Pd, congresso il 22 maggio Iscritti e poi le primarie

Questa volta si seguiranno le regole nazionali: prima la scrematura da parte dei tesserati, poi il voto degli elettori. Con lo spauracchio dell’ingovernabilità


di Chiara Bert


TRENTO. Prima gli iscritti, poi gli elettori. Sarà un congresso in due tempi quello con cui il Pd del Trentino sceglierà il suo prossimo segretario domenica 22 maggio, dopo il fallimento della segreteria di Giulia Robol e la transizione affidata a Sergio Barbacovi. Un congresso che, diversamente da quanto avvenuto nel 2014, ricalcherà le regole del Pd nazionale, per evitare che eventuali ricorsi possano poi invalidare il voto. Del resto il ricorso sull’elezione di Barbacovi, lo scorso anno, aveva dimostrato che a prevalere era lo statuto nazionale. La prossima settimana è in programma un incontro con il segretario della commissione nazionale proprio per fugare ogni dubbio.

Questa volta dunque ci saranno sì le primarie, ma al termine di un percorso che coinvolgerà in prima battuta i circa 1400 iscritti al partito all’interno di un percorso chiamato «convenzione»: le tesi dei candidati saranno infatti discusse nei circoli che eleggeranno i propri delegati alla convention, dove ci sarà la scrematura dei candidati fino ad un massimo di tre nomi. I nomi che poi saranno sottoposti, domenica 22 maggio, al voto largo degli elettori delle primarie.

Con questo meccanismo è però evidente che il rischio che si ripeta quanto avvenuto all’ultimo congresso - ovvero tre candidati in campo (Elisa Filippi, Giulia Robol e Vanni Scalfi) senza che nessuno abbia la maggioranza assoluta - è un rischio concreto. Per evitare un pericoloso déja vu, e garantire la governabilità a un partito spesso in balia di scontri interni, si lavora su percentuali e soglie: l’ipotesi è di aumentare da 150 a 250 il numero di firme necessarie per ogni candidatura, e di alzare la percentuale di firme da raccogliere in ogni collegio, così da rendere più difficile la moltiplicazione dei candidati.

Fin qui le regole.

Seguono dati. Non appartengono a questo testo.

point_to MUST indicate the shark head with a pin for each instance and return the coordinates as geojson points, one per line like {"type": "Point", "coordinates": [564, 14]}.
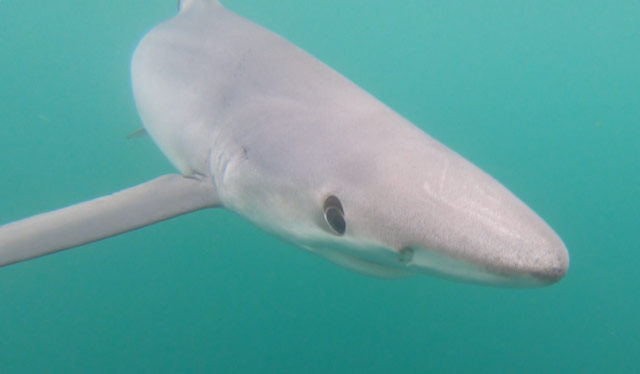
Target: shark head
{"type": "Point", "coordinates": [381, 197]}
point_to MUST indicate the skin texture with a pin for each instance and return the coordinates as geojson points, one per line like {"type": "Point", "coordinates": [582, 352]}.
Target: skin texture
{"type": "Point", "coordinates": [262, 128]}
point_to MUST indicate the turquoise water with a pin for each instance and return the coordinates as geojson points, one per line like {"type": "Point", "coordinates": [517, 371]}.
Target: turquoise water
{"type": "Point", "coordinates": [543, 95]}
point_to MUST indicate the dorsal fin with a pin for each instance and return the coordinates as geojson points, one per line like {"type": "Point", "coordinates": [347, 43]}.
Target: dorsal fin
{"type": "Point", "coordinates": [184, 4]}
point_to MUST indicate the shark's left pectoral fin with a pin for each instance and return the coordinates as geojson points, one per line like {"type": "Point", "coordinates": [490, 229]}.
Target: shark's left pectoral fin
{"type": "Point", "coordinates": [159, 199]}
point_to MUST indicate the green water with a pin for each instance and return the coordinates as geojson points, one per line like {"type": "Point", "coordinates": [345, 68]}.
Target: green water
{"type": "Point", "coordinates": [544, 95]}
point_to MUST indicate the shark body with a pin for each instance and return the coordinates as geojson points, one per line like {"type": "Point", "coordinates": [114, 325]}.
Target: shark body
{"type": "Point", "coordinates": [256, 125]}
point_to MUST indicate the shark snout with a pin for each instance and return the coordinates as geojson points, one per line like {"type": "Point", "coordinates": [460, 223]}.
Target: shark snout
{"type": "Point", "coordinates": [474, 229]}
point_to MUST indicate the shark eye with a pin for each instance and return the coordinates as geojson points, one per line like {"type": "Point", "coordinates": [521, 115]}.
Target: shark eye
{"type": "Point", "coordinates": [334, 214]}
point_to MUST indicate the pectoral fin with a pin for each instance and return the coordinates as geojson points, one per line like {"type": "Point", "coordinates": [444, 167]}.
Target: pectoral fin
{"type": "Point", "coordinates": [159, 199]}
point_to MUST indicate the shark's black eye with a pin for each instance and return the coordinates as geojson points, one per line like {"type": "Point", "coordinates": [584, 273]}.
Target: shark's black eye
{"type": "Point", "coordinates": [334, 214]}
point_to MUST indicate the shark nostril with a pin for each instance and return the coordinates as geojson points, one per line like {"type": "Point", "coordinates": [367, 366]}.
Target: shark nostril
{"type": "Point", "coordinates": [405, 255]}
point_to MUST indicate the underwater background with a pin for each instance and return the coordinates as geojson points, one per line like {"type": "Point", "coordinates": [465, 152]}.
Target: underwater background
{"type": "Point", "coordinates": [543, 95]}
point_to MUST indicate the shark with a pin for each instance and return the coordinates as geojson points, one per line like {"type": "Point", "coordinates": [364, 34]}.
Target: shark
{"type": "Point", "coordinates": [256, 125]}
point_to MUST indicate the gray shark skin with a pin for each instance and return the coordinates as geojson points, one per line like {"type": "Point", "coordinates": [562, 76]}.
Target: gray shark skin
{"type": "Point", "coordinates": [258, 126]}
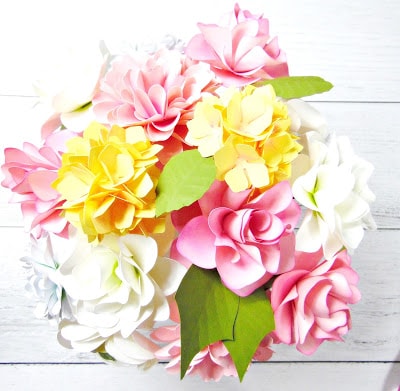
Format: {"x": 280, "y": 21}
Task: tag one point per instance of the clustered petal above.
{"x": 116, "y": 289}
{"x": 105, "y": 266}
{"x": 29, "y": 173}
{"x": 248, "y": 133}
{"x": 311, "y": 304}
{"x": 108, "y": 180}
{"x": 242, "y": 53}
{"x": 336, "y": 194}
{"x": 247, "y": 241}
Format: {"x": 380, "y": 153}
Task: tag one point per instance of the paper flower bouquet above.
{"x": 186, "y": 206}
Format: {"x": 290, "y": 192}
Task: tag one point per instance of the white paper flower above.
{"x": 69, "y": 84}
{"x": 44, "y": 256}
{"x": 336, "y": 194}
{"x": 115, "y": 288}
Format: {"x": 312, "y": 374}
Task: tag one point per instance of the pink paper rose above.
{"x": 247, "y": 241}
{"x": 239, "y": 54}
{"x": 29, "y": 173}
{"x": 211, "y": 363}
{"x": 310, "y": 303}
{"x": 156, "y": 91}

Che potrebbero clamorosamente non servire se alla fine il candidato alla segreteria fosse uno solo, ipotesi di cui si è discusso a lungo nelle ultime settimane. Il vicepresidente della Provincia Alessandro Olivi non ha nascosto di voler scendere in campo ma ha dovuto incassare lo stop di alcuni big del partito, a cominciare dal presidente del consiglio provinciale Bruno Dorigatti, dal capogruppo Alessio Manica e dalla consigliera Lucia Maestri, preoccupati per le ripercussioni di un’uscita di Olivi (capolista e il più votato alle elezioni 2013) dalla giunta dopo il siluramento di Donata Borgonovo Re la scorsa estate. Proprio dalla minoranza del partito è arrivata invece l’apertura a discutere di un congresso unitario a patto - hanno avvertito Borgonovo e Mattia Civico - che «l’unità non sia a prezzo di silenzi».